The symptoms of salmonellosis can vary from one hedgehog to another. They can be as mild as a stomach ache and as severe as several internal organs shutting down.
The most common symptoms of salmonellosis in hedgehogs include:
- Weight loss
- Lack of appetite
- Breathing difficulties
- Swelling of the lymph nodes
Ringworm is a type of fungal disease. While many strands of fungi can be responsible, the most common is trichophyton erinacei, which is prevalent in the western European hedgehog.
The most obvious symptoms of ringworm are seen on your hedgehog’s spine and furry underbelly.
Here are other common symptoms:
- Spines will begin to loosen or fall off.
- Hedgehogs can get scabs or flaky skin around the border of their spine and underlying hair.
- The face will experience cracked and dry skin.
- The ears can get dry, thickened, or have cracked skin on the edges.
In cats, the most obvious symptom of ringworm is patches of ring-shaped markings on the skin. These markings often begin with hair loss and inflammation, worsening to crusty, thickened skin.
Mites are a common parasite that can hop from hedgehogs to cats.
Mites are the cause of many different illnesses, including:
- Ear mites
The symptoms of mites will depend on where the infestation is centered. For example, ear mites will cause excessive itching on the ears. Some hedgehogs are more sensitive to bites than others.
The symptoms of mites in hedgehogs include:
- Loose quills
- Excessive scratching
- Biting, licking, and chewing
- Weight loss
- Flaky skin
How To Introduce Hedgehogs To Cats
Hedgehogs and cats can live peacefully together if you do the following:
Both Hedgehogs and cats navigate the world by smell.

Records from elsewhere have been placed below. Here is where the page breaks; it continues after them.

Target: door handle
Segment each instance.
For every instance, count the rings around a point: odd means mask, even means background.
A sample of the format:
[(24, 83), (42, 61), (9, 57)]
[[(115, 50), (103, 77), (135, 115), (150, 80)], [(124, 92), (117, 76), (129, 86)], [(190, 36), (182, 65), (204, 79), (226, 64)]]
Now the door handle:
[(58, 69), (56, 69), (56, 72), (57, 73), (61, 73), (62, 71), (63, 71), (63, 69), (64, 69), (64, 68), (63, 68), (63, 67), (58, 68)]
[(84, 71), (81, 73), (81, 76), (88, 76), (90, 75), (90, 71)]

Take a piece of fabric in your hedgehog’s enclosure and give it to your cat to sniff. If possible, leave the fabric in your cat’s sleeping area and give it time to get comfortable with the scent.
Then, take a piece of fabric that your cat is using and place it in your hedgehog’s enclosure.
Both animals can learn about each other before that tense first encounter.
Allow Both To See Each Other
Put both animals in their own cages or carriers.
When ready, place both animals 10 feet away from each other. Remain at this distance to allow the cat and hedgehog to react, but don’t let them near each other.
If the cat and hedgehog are calm, you can move them 1 foot closer together. If neither can calm down, stop the introduction. You can repeat the process another day when they’re more at ease.
Introduction Without Cages
Keep the hedgehog in your hand (using gloves or a towel to avoid getting pricked). Let the cat approach, but be ready to pull the hedgehog away if the cat becomes aggressive.
Let them sniff and look at each other. If either is agitated or fearful, don’t bring them any closer. If they react calmly, let them see each other until one gets bored.
You should repeat this for the next 1-2 days.
Allow Them To Roam
When both animals are comfortable, allow them to mix.
At this stage, remain nearby and separate them if one or both lash out. If they interact peacefully or ignore each other, your introduction has been successful.
Never leave a cat and hedgehog alone together. They can co-exist peacefully, but accidents and rushes of blood happen. By supervising your two pets, you can ensure that they get along without any mishaps.